Düsseldorf führt Platzverbot gegen Gewaltstraftäter am Hauptbahnhof ein
Mathias HeringDüsseldorf führt Platzverbot gegen Gewaltstraftäter am Hauptbahnhof ein
Die Düsseldorfer Polizei hat Maßnahmen ergriffen, um die anhaltende Kriminalität in der Nähe des Hauptbahnhofs zu bekämpfen. Ein 31-jähriger Tunesier wurde im Rahmen einer neuen örtlichen Platzverweisregelung mit einem Betretungsverbot für das Gebiet belegt. Diese Maßnahme soll weitere Straftaten verhindern und die öffentliche Sicherheit verbessern.
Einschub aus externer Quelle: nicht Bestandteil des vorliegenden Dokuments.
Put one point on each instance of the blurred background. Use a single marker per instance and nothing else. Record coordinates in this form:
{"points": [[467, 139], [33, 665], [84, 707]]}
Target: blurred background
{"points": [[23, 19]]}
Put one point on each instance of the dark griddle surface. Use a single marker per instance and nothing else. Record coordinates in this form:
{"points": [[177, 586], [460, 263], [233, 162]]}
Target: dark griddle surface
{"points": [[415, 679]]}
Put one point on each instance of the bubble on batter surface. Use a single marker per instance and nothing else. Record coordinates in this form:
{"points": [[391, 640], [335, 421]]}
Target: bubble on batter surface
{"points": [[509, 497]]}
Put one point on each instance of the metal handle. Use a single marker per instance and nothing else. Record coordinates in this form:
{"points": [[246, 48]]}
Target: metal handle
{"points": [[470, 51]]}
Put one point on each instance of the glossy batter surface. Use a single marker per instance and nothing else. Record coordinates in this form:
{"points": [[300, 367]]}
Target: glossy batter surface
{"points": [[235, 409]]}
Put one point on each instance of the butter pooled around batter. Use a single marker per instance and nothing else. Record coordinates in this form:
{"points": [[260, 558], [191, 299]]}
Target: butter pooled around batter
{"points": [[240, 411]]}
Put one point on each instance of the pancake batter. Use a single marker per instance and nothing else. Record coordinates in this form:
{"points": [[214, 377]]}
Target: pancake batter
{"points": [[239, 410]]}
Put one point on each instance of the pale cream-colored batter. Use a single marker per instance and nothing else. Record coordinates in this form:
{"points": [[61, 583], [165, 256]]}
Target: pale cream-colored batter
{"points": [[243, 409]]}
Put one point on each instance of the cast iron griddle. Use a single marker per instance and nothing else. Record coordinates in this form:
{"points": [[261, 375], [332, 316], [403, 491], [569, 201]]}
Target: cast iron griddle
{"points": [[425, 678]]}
Der Mann steht seit November 2024 in Verbindung mit wiederholten Gewaltdelikten und Eigentumsstraftaten. Die Polizei wirft ihm 27 gewalttätige Handlungen vor, von denen einige im und um den Düsseldorfer Hauptbahnhof verübt wurden. Allein im August 2024 beging er in der Nähe des Worringer Platzes drei Körperverletzungen und einen Raubüberfall.
Das Betretungsverbot ist das erste seiner Art für die Zone um den Bahnhof. Es folgt auf den Start des Projekts „SiBu“ im September 2024, das sich auf die Verbesserung von Sicherheit, Sauberkeit und öffentlicher Ordnung in dem Gebiet konzentriert. Das Verbot soll weitere kriminelle Aktivitäten unterbinden und die Anwohner schützen. Das „SiBu“-Projekt arbeitet weiterhin an seinen Zielen, öffentliche Räume sicherer und geordneter zu gestalten. Die Polizei wird die Einhaltung der Anordnung überwachen, um die Sicherheit in der festgelegten Zone zu gewährleisten.